Over the last few months, Jewish institutions in the rural city of Gondar — once home to the country’s largest Jewish population — have been preparing to make the transition. The synagogue, in the Jewish Agency’s community center, has a growing number of empty rows. The meal program for pregnant and nursing mothers is serving less. And students in Gondar’s Jewish day school, 60 percent of whom are not classified as Jewish and therefore not qualified to make aliyah, are trying to come to terms with saying goodbye.
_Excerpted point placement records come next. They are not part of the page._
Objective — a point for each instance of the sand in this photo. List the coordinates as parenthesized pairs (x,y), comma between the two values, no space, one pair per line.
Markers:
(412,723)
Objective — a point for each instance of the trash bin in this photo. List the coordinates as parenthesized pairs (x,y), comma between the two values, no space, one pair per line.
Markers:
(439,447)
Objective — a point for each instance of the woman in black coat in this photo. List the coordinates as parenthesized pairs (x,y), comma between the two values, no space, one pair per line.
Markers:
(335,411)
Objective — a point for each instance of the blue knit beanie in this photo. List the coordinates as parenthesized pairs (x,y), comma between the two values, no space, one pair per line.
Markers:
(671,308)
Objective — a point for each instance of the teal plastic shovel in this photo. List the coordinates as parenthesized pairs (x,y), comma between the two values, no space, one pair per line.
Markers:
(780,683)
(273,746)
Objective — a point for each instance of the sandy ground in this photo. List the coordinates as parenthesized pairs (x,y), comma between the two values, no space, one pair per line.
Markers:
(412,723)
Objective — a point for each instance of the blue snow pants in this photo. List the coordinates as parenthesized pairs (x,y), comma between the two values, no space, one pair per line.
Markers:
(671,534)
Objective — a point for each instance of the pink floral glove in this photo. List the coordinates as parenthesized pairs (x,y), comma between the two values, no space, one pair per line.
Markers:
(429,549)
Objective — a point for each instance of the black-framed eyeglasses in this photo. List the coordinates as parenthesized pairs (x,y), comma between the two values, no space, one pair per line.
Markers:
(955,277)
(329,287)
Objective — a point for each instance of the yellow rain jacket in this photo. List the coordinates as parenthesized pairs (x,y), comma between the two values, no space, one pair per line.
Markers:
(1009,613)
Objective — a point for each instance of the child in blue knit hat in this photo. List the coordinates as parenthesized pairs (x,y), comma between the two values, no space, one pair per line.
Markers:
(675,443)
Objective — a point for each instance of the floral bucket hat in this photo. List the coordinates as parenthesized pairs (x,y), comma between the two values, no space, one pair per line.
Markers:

The New York Jewish community has been a driving force for the immigration of Ethiopian Jews, and on a final Jewish Federations of North America mission to Ethiopia in June, which included a number of people from UJA-Federation of New York, the diverse group of Jewish leaders and philanthropists struggled to digest the reality that some Ethiopians, wearing kippot and speaking Hebrew, were ineligible to make aliyah. A Jewish studies teacher at the Gondar day school, who is not as yet eligible for aliyah, captured the sense of worry for those left behind. In an attempt to keep the Jewish flame alive, he has been petitioning the Israeli government and diaspora Jewry for donated Torahs. He says, resignedly, “ain Torah, ain Yehudim” — “no Torah, no Jews.”
But for the ones approved for aliyah, there is no question of the opportunities that lay ahead, many of them funded by federations and made possible by the Jewish Agency and the American Jewish Joint Distribution Committee. As immigrants from a third-world country, though, the adjustment will no doubt be profound — one part bitter, one part sweet.
Robyn Spector, a writer and photojournalist, is a former intern for UJA-Federation of New York.